# IPhone Stopped Receiving Notifications for one App



## bkford (May 17, 2007)

Recently my husband (iPhone 8Plus) and I (iPhone 7Plus) both stopped receiving notifications for the app Family Wall. The FW support people say they can’t solve it b/c they can’t re-create the problem. But I’m wondering if there is something specific to our devices...Other people in our family circle ARE receiving their FW notifications. My husband and I are the only ones who have two devices (each) where the app has been installed (we each have an iPhone and an iPad). All devices have the latest iOS updates (but the problem was happening before the most recent one, today). All the notification settings on the device settings and within the FW settings are all turned on and exactly the same as some folks who ARE getting notifications. Is there something I could check that could be blocking the notifications?


----------



## Cookiegal (Aug 27, 2003)

I would try uninstalling and reinstalling the application.


----------



## bkford (May 17, 2007)

Cookiegal said:


> I would try uninstalling and reinstalling the application.

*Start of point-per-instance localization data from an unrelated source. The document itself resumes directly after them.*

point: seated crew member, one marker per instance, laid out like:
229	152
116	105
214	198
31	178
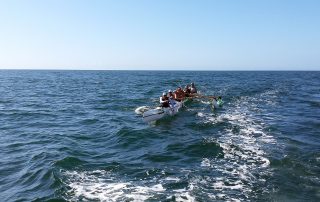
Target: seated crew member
179	95
170	94
187	91
164	100
193	89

Thank you. I did think of that But had not tried it yet.


----------



## Cookiegal (Aug 27, 2003)

Let us know if it works please.


----------



## bkford (May 17, 2007)

Cookiegal said:


> Let us know if it works please.


It did not work.


----------



## Cookiegal (Aug 27, 2003)

I'm sorry to hear that. Hopefully someone else will have some suggestions for you.


----------